Scritto il 06/06/2026
da Margarida Carvalho

J Sleep Res. 2026 Jun 5:e70367. doi: 10.1111/jsr.70367. Online ahead of print.

ABSTRACT

Insomnia and obstructive sleep apnea (OSA) are common sleep disorders that often co-occur as comorbid insomnia and sleep apnea (COMISA), worsening health outcomes. This study characterized and compared the physiological and sleep profiles of insomnia, OSA and COMISA in population-based datasets from Portugal (n = 147) and Spain (n = 264), excluding patients with cardiovascular disease. Classification followed clinical guidelines, and analyses included polysomnography and heart rate variability (HRV) data. Conventional HRV metrics in the time and frequency domains, along with condition-specific frequency bands (BWMS, BWOSA, BWCOMISA, BWRes) were compared alongside demographic and clinical variables. The Portuguese and Spanish datasets differed significantly in gender distribution, daytime sleepiness, sleep efficiency and apnea-hypopnea index (AHI), with Spanish patients showing a higher severity of AHI and a predominantly male composition. COMISA patients were older, had higher BMI, and showed a hypopnea-dominant respiratory profile in both datasets.

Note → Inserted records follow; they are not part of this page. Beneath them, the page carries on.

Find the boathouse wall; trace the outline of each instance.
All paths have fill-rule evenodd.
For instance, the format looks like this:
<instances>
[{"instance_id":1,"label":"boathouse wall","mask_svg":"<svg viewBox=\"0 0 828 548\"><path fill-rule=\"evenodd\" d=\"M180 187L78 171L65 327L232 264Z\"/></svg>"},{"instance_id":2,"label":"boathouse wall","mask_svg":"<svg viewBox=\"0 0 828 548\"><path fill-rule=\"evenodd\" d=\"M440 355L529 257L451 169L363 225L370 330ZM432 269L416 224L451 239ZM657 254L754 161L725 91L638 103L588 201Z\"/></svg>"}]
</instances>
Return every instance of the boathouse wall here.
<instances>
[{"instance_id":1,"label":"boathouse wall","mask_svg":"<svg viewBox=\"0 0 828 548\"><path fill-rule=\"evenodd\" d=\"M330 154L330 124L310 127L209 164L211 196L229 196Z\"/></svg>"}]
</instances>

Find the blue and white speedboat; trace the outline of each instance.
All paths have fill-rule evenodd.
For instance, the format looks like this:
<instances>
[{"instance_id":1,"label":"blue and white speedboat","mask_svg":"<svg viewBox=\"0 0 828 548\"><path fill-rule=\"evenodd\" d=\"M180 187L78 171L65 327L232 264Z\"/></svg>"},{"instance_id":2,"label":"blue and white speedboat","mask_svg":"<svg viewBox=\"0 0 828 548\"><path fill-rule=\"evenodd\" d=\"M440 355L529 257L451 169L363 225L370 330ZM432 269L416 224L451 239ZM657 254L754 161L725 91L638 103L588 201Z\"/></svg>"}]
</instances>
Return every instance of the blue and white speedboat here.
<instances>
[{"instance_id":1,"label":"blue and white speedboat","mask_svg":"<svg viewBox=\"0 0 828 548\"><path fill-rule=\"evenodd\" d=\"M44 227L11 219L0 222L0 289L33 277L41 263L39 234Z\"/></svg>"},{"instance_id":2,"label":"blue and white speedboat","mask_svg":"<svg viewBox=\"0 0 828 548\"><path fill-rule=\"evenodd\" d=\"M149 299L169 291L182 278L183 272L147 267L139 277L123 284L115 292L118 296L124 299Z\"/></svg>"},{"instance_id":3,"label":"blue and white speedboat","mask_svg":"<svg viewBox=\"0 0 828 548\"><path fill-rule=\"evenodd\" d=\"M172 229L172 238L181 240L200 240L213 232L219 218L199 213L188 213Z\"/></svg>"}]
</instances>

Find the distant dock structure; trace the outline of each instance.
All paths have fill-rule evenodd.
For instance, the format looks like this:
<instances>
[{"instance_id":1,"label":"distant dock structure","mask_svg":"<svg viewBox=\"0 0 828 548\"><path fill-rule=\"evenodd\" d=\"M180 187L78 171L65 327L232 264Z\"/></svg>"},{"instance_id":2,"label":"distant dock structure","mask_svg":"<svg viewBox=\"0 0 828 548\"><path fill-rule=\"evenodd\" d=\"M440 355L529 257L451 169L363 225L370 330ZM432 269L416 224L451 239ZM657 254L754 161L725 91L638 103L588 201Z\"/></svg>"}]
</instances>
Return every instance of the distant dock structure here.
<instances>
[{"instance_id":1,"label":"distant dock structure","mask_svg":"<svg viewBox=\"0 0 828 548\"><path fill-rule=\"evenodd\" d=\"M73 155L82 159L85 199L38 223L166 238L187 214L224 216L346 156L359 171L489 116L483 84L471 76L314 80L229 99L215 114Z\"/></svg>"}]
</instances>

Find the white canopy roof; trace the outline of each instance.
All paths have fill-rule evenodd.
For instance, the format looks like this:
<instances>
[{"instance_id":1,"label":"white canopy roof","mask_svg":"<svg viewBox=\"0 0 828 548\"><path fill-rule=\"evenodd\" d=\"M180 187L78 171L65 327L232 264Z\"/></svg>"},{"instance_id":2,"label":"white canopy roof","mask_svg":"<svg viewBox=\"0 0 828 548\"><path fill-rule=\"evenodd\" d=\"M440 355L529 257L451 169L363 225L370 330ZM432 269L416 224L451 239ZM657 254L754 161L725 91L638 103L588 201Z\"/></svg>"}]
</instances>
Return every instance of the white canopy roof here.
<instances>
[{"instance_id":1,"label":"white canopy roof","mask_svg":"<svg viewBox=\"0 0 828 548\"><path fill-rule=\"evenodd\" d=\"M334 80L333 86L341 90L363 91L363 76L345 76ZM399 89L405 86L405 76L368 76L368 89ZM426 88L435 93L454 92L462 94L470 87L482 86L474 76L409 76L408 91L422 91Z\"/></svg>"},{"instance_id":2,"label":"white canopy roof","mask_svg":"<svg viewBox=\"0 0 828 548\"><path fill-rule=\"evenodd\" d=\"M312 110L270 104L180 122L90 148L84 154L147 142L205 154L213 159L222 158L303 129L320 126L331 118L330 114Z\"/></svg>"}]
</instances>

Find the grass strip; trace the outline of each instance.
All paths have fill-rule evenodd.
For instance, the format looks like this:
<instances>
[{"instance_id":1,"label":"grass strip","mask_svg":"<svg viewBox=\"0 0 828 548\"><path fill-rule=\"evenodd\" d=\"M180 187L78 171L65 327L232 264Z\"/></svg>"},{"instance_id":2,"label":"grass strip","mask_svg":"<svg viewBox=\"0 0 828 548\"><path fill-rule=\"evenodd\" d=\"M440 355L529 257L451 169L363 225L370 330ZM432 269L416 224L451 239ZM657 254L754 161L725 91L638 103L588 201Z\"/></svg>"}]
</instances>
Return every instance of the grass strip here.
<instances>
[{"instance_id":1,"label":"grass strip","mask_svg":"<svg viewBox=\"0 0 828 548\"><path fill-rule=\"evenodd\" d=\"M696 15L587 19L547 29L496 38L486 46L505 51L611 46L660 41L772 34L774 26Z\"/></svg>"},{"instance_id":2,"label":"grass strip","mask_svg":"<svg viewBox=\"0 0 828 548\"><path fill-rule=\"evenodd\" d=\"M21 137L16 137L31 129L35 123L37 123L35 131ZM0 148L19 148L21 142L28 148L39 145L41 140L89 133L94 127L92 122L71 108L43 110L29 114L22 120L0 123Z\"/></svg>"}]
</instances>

Classical HRV indices did not differ significantly between groups, although trends suggested decreased parasympathetic activity in OSA. Condition-specific bands were largely non-discriminative in Portugal, while BWOSA emerged as a significant marker of respiratory burden in Spain. When the populations were analysed jointly, age and obesity remained significant risk factors and COMISA maintained its hypopnea-dominant profile. The combined dataset revealed significant differences in several HRV features. OSA and COMISA patients exhibited a higher cardiovascular burden and autonomic imbalance (lower HF, higher LF/HF and LFn), while condition-specific bands all showed discriminatory power across groups. BWOSA may represent a useful spectral biomarker for OSA, although population and methodological factors strongly influence discriminative power.